Parce que la sécurité du sommeil est extrêmement délicate et que tout vêtement encombrant représente un risque. Même sans capuche, un gros pull en maille peut remonter sur son visage ou lui donner beaucoup trop chaud pendant son sommeil. Déshabillez-le pour ne lui laisser qu'une épaisseur de base et utilisez une gigoteuse adaptée à sa taille. Je sais qu'il est frustrant de les réveiller pour les déshabiller, mais l'alternative consiste à passer toute la sieste à fixer leur poitrine pour s'assurer qu'ils respirent.

Les pulls sont-ils vraiment si terribles pour les bébés ?

À moins d'avoir une encolure hyper extensible ou une rangée de boutons-pression sur l'épaule, oui, ce sont des instruments de torture. Les bébés ont une grosse tête et très peu de contrôle de leur nuque. Leur faire passer un anneau de laine serré sur le visage les fait paniquer, ce qui les fait se débattre, ce qui vous fait transpirer. Privilégiez les gilets boutonnés pour les six premiers mois, je vous en supplie.

Comment savoir si le pull donne trop chaud à mon bébé ?

Ne touchez pas leurs mains ou leurs pieds : les extrémités d'un bébé sont toujours glacées et vous induiront en erreur. Glissez plutôt deux doigts dans leur nuque ou touchez leur poitrine. Si ces zones sont chaudes ou moites, c'est qu'ils sont trop couverts. Enlevez une couche de vêtement immédiatement, même si leur tenue était très stylée.
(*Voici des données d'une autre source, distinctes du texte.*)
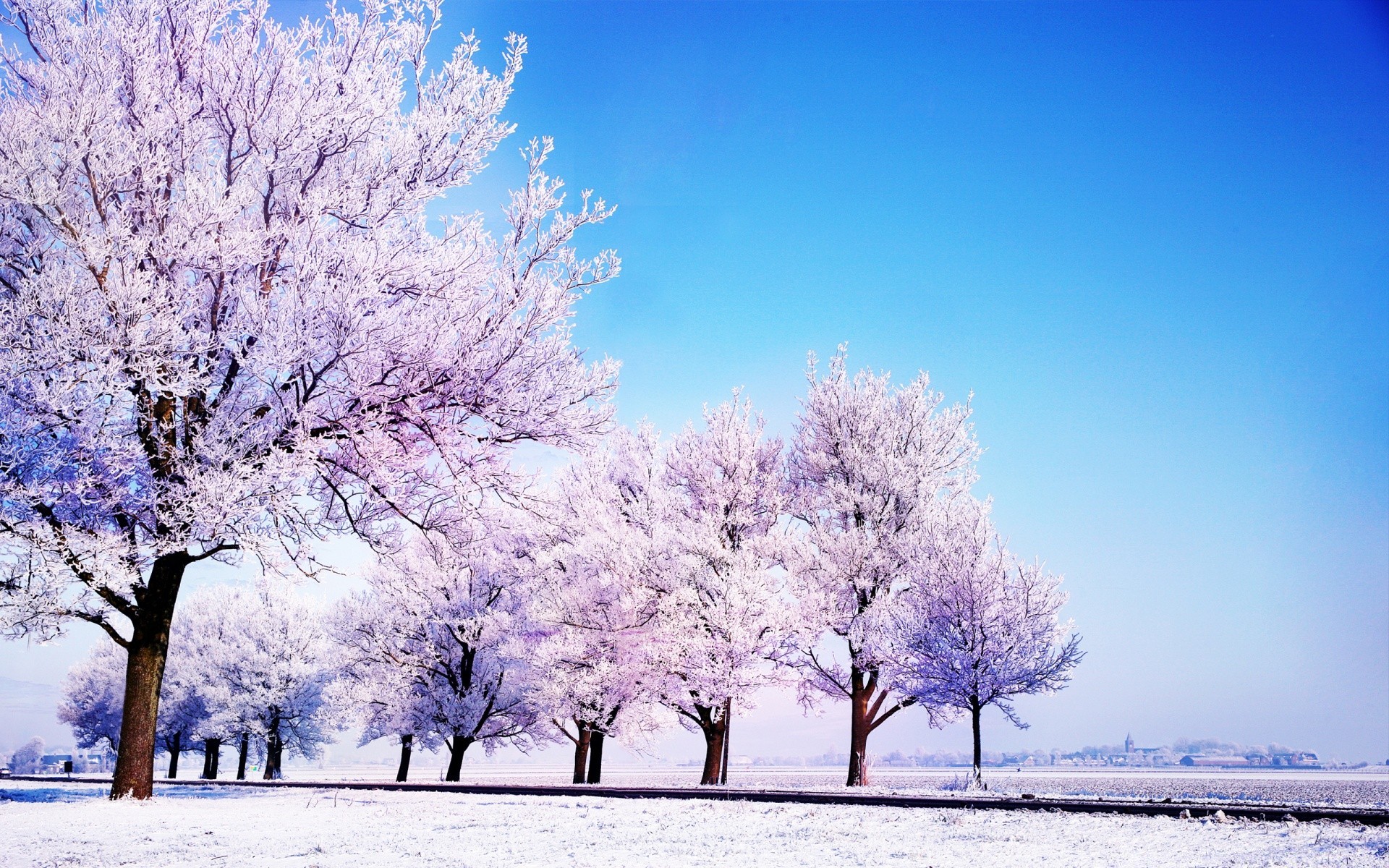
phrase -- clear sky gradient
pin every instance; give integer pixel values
(1152, 241)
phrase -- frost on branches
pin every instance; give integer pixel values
(242, 663)
(93, 697)
(978, 624)
(724, 614)
(446, 631)
(595, 595)
(264, 668)
(868, 467)
(224, 323)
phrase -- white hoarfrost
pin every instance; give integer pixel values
(75, 825)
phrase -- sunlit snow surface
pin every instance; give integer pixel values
(43, 824)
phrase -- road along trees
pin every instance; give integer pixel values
(224, 323)
(868, 469)
(978, 625)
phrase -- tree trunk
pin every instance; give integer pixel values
(729, 721)
(860, 694)
(146, 655)
(714, 731)
(581, 750)
(457, 746)
(977, 781)
(404, 757)
(596, 757)
(211, 757)
(274, 750)
(241, 762)
(175, 749)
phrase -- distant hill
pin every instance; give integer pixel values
(27, 710)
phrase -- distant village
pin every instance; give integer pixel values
(1200, 753)
(1206, 753)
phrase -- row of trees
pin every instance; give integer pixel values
(247, 668)
(226, 330)
(681, 576)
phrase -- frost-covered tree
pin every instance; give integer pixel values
(868, 467)
(266, 663)
(224, 321)
(595, 595)
(28, 759)
(978, 625)
(90, 697)
(724, 614)
(182, 705)
(93, 694)
(451, 618)
(375, 686)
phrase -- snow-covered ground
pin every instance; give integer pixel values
(1360, 788)
(72, 824)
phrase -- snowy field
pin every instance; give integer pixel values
(1354, 788)
(74, 825)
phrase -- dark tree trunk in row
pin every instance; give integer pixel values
(859, 729)
(581, 750)
(596, 757)
(274, 750)
(977, 781)
(866, 714)
(457, 746)
(404, 757)
(729, 721)
(241, 760)
(175, 749)
(714, 726)
(211, 757)
(146, 656)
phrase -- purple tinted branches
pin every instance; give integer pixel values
(446, 629)
(724, 610)
(868, 467)
(90, 702)
(264, 665)
(596, 593)
(220, 294)
(978, 625)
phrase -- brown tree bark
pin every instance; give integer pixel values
(866, 714)
(581, 750)
(274, 752)
(978, 746)
(146, 655)
(713, 726)
(457, 746)
(406, 741)
(729, 723)
(241, 762)
(175, 749)
(211, 757)
(596, 757)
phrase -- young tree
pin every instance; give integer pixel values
(593, 593)
(266, 665)
(724, 616)
(92, 696)
(224, 323)
(978, 626)
(28, 759)
(451, 617)
(374, 684)
(868, 467)
(182, 705)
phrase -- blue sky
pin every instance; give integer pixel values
(1152, 241)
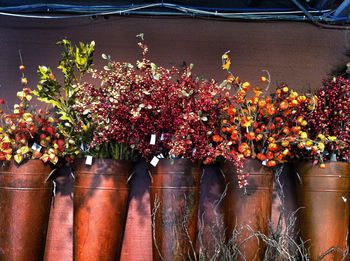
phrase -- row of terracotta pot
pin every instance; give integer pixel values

Quel est le problème avec les matières synthétiques pour les pulls de bébé ?

L'acrylique et le polyester sont peut-être bon marché, mais c'est fondamentalement du plastique. Ces matières ne respirent pas du tout. Votre bébé aura très chaud, il ne pourra pas se rafraîchir car la sueur reste bloquée contre sa peau, et il finira par attraper des rougeurs. Ça n'en vaut vraiment pas la peine. Restez sur du coton bio ou des mélanges à base de bambou.

Un ensemble deux pièces est-il vraiment compatible avec des couches lavables ?

Franchement, c'est généralement bien plus pratique qu'une pièce unique. Les couches lavables font aux bébés des fesses énormes et rebondies. Une barboteuse une pièce ne parviendra souvent pas à se fermer par-dessus ce volume, alors qu'un ensemble pull avec un legging ou un bloomer extensible peut simplement être remonté un peu plus haut. Cela permet de s'adapter à la taille démesurée de la couche sans pour autant comprimer leurs petites jambes.